What's the lifetime cost of choosing Regular plan for a 25-year SIP?
Scenario
₹10,000 monthly SIP for 25 years at 12% gross fund return. Compare Direct (0.25% TER) vs Regular (1.75% TER) of the same underlying fund.
Inputs
- Horizon years
- 25
- Direct ter %
- 0.25
- Monthly sip INR
- 10000
- Regular ter %
- 1.75
- Gross return %
- 12
Calculation
- 1.
Direct plan net CAGR
12% − 0.25% → 11.75% CAGR
- 2.
Direct plan terminal corpus
₹10K × SIP-FV factor at 11.75%, 25 yrs → ₹1.85 Cr
- 3.
Regular plan net CAGR
12% − 1.75% → 10.25% CAGR
- 4.
Regular plan terminal corpus
₹10K × SIP-FV factor at 10.25%, 25 yrs → ₹1.45 Cr
- 5.
Avoidable lifetime loss
₹1.85 Cr − ₹1.45 Cr → ₹40.00 L
Conclusion
₹40 lakh of avoidable loss in terminal wealth from choosing Regular plan over Direct plan — same fund, same manager, same portfolio.
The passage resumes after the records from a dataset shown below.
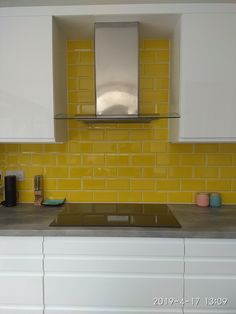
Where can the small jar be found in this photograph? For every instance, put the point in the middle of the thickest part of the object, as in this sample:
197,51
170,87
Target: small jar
202,199
215,200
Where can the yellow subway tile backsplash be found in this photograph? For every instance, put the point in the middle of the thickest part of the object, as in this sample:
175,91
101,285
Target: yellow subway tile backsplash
122,162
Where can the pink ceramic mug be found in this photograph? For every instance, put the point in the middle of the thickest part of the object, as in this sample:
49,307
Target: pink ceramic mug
202,199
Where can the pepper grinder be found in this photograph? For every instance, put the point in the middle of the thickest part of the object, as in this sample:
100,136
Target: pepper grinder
38,190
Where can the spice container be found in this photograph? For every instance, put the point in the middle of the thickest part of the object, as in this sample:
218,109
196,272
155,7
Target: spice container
215,200
202,199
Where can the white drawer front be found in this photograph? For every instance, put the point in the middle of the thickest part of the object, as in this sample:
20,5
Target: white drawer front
93,246
54,310
114,265
21,310
210,248
20,245
21,289
211,291
110,290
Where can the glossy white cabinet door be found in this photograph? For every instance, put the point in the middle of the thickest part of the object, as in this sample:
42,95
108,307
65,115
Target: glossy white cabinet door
21,275
210,276
112,275
204,75
27,84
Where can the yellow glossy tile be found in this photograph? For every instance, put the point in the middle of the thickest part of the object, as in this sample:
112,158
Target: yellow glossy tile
180,172
147,56
79,44
155,44
228,172
45,160
80,196
31,171
93,184
24,159
117,135
158,197
104,147
68,159
86,57
131,172
50,184
69,184
168,185
227,148
55,148
193,185
206,172
78,147
167,159
80,172
193,160
146,83
144,160
142,184
26,197
138,135
219,160
206,148
105,196
117,160
56,172
12,148
86,83
31,148
161,83
104,172
12,159
180,197
218,185
73,57
134,197
162,56
93,160
158,70
180,148
155,147
118,184
155,172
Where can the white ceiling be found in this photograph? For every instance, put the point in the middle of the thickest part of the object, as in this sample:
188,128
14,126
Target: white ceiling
16,3
150,26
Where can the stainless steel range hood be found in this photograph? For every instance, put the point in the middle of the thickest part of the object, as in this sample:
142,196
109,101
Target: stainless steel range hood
116,69
117,76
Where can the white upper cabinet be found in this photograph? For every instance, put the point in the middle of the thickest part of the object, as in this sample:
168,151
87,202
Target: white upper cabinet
32,79
204,78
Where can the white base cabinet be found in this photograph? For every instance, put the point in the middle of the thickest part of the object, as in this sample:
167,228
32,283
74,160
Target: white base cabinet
32,80
21,275
112,275
203,78
210,276
95,275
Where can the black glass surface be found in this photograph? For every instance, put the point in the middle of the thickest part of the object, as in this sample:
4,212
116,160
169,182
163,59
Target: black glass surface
116,215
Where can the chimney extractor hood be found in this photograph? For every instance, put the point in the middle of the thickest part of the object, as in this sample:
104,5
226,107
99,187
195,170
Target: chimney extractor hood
117,75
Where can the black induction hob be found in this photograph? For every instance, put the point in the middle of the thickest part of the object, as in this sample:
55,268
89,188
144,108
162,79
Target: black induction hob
116,215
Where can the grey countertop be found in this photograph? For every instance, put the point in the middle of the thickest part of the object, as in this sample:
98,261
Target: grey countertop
196,222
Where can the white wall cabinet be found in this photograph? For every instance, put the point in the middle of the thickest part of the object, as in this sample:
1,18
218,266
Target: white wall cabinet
210,276
32,79
112,275
203,78
21,275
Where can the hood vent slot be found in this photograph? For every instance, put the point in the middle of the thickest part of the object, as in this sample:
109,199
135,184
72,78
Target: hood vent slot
116,69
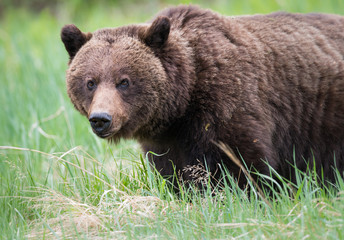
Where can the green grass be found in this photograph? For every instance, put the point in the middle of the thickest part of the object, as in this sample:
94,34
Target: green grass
57,180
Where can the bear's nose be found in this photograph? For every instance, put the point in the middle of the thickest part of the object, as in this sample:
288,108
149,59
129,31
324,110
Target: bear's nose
100,122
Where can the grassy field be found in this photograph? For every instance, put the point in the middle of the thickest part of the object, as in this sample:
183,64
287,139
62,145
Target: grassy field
58,181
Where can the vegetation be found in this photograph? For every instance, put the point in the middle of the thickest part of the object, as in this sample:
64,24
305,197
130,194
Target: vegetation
57,180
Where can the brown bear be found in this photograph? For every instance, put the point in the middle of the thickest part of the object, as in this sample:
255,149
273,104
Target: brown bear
269,86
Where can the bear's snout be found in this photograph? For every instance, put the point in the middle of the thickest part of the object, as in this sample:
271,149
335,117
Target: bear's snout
100,123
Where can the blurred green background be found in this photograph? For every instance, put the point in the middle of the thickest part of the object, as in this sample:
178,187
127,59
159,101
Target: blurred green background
35,111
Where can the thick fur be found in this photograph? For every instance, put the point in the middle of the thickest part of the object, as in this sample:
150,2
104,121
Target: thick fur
269,86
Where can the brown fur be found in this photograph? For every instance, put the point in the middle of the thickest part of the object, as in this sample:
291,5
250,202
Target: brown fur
269,86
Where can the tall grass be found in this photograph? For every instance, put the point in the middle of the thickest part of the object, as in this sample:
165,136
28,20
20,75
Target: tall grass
59,181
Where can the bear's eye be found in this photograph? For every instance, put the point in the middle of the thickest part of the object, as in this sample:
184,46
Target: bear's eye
91,85
124,83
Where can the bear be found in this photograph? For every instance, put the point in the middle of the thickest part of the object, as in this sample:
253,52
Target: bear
271,87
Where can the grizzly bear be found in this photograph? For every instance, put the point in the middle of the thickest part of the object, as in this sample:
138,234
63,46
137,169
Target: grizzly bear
271,87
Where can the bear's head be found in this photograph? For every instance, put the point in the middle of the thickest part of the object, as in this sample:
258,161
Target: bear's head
118,79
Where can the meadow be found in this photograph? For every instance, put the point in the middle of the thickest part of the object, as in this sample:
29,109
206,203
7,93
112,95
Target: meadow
58,181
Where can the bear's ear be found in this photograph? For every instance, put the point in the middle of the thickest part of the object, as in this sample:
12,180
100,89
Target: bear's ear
73,39
157,34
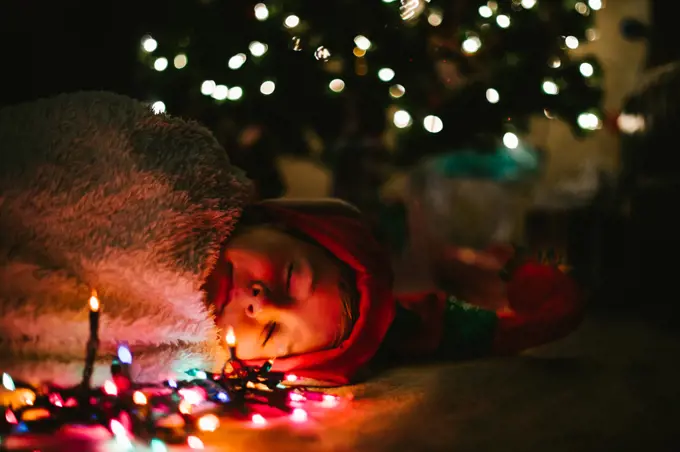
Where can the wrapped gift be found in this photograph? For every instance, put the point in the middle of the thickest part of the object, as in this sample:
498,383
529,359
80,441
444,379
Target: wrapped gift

The gap is paid entirely to the distributor as embedded commission.
Tradeoffs
For investors who legitimately use a fee-only SEBI-registered investment adviser (RIA), paying ₹30-50K/year flat fee + Direct plans is cheaper than commission-embedded Regular plans above ₹15-20 lakh portfolio. For DIY investors, Direct is always cheaper, with no advisor cost.